That's how I always felt about anthropology. I felt connected to the art by being about to learn about the world as wholly as possible. Feeling that we need to understand this world before we can help it, development research was a great way to do so. I imagined myself working for a research institute or the research department of an NGO, personally interviewing the people we want to help and finding out how we can help them. That was the drive behind this scholarship: to learn about programs that try to empower women and ask the women themselves how they want to be empowered.
Doing this work is another story. I enjoy interviewing survivors of sexual violence, because I learn about where they come from, what kind of programs they seek for empowerment and what they're dreams are for the future. With this information, I was hoping to publish a paper discussing their needs so better programs can be created. But during all the interviews, I felt I left them just as vulnerable as they were before. I began to feel that I was taking something from them, their story, a piece of them, to use for some high language, post modern academic paper that they will never see nor understand. To add insult to injury, most people who makes decisions on empowerment programs would never consider my findings because they are too wrapped up in what donors want anyway.
Where's the empowerment.. for anyone? I feel I left them not changing anything, leaving them as powerless and as scared of their future as were before I came. I can give them love, of course that helps, I'll always believe that. But that's not a tool they can hold onto, that's a feeling that will fade once I leave. I may have touched some lives, but my work is not sustainable. And in all honesty, where's the empowerment for me? I have felt powerless this entire trip, lost in the colossal mess of Bangladesh's corruption and violence. There were times I lost interest in my work completely because what was the point?
But this weekend, for the first time in the last 10 months, I finally felt I did something right.
My roommate Saba has self-defense training that she attended in India. Looking at the materials, I fell in love: physical and mental self-defense techniques and positive confidence building in a 2-3 day workshop with a group of women only. I begged Saba over a month to let me do a few workshops with her before I leave. While we're still in the process of planning with a few NGOs and universities, we held one 2-day workshop in our living room this past weekend with 8 of our girlfriends.

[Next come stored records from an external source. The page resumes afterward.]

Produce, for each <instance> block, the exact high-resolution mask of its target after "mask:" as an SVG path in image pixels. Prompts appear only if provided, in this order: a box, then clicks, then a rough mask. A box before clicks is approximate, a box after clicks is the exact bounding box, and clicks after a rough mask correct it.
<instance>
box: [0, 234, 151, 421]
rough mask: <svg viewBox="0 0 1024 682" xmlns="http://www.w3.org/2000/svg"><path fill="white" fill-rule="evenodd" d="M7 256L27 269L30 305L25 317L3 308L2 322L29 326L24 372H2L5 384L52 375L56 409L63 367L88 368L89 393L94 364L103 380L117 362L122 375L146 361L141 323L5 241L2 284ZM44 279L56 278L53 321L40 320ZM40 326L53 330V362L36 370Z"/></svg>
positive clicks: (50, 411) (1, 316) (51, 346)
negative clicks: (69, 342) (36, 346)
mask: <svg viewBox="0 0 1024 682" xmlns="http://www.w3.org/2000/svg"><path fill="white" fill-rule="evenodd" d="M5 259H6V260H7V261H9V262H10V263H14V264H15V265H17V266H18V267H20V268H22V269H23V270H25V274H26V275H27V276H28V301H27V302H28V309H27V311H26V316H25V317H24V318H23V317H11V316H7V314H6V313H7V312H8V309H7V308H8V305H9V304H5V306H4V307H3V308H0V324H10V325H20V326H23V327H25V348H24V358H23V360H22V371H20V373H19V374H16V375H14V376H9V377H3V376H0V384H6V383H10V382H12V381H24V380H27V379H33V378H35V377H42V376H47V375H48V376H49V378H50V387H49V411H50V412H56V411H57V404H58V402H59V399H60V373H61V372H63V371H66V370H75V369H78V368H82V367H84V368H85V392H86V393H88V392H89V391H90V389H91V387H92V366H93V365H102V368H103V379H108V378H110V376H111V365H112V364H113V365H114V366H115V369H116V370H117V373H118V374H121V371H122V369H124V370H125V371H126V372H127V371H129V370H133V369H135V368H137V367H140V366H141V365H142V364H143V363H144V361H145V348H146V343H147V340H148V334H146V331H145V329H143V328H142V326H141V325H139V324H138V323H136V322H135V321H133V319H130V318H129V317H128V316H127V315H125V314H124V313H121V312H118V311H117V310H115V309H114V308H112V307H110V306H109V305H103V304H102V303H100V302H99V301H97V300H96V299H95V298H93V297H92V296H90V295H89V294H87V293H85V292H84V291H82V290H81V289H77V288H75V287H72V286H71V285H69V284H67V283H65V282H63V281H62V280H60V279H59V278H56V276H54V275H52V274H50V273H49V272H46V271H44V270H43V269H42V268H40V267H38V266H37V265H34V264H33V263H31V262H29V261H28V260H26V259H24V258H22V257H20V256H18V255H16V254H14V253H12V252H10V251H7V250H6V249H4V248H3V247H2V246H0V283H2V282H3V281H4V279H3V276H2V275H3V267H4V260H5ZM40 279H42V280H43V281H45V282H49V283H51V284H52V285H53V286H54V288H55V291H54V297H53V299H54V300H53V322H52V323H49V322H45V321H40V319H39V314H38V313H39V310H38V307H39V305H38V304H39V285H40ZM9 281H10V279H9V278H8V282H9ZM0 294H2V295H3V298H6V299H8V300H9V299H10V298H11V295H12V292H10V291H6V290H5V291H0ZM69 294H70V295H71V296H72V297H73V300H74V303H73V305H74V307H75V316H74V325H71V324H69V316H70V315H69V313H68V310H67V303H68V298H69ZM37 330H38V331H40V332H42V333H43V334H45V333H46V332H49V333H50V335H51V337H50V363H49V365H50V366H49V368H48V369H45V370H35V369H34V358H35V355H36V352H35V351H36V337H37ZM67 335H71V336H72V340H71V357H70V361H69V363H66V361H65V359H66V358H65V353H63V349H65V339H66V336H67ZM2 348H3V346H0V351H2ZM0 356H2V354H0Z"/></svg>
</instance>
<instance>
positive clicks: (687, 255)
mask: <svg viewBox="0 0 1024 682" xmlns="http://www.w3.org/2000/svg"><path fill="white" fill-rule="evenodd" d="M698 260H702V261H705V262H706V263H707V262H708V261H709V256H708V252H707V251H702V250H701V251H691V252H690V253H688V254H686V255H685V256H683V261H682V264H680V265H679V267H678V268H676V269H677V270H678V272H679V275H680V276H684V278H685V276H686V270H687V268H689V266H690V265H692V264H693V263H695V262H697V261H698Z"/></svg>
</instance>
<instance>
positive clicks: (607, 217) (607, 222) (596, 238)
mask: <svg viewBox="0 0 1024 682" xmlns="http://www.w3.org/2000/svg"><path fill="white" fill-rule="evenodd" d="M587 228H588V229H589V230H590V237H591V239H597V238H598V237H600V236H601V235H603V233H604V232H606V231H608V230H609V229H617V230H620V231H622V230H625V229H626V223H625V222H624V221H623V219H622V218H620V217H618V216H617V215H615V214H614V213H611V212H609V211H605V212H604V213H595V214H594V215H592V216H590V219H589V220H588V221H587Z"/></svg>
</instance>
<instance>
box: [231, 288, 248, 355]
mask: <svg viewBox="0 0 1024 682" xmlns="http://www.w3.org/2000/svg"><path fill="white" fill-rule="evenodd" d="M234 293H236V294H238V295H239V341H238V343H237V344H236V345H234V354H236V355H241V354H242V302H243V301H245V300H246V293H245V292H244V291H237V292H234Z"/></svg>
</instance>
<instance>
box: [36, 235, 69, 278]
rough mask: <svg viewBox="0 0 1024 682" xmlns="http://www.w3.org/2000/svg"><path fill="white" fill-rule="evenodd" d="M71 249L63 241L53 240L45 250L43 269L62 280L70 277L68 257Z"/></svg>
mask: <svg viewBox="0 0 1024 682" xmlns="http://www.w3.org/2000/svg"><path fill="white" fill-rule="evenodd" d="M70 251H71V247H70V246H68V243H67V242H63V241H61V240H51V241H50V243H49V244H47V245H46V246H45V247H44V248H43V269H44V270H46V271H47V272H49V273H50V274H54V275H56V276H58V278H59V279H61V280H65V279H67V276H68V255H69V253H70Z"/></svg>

I never was so happy this entire trip. Combining my own personality traits with my knowledge on sexual assault, I was able to teach other women (our friends) why we face such tragedies as women in patriarchal societies. With Saba's help, we trained our friends how to escape from an attacker by hitting the the most vulnerable parts on a human body. We talked with them about how to define and assert their boundaries. We shared tips in positive personal decision-making and how women overcome the sexist barriers in front of them. It was only two days, it was just our friends (which, most of them are already quite aware of gender violence and are already pro-feminist).. but I felt so f-in good! What I loved was that personal feeling of empowerment being able to empower others. We ended the workshop not knowing how much they will remember, but at least we put these techniques out there and created a safe space for women to share all the awful experiences they keep to themselves. I really loved being a trainer.
So this is my career path: become a trainer on women's empowerment. Who knows where that exactly will lead, training companies on sexual harassment to sex education to confidence building techniques for young girls. I've found several promising organizations in the new city I'm moving to in September. Finally, I'm excited about my future, my empowering future, again.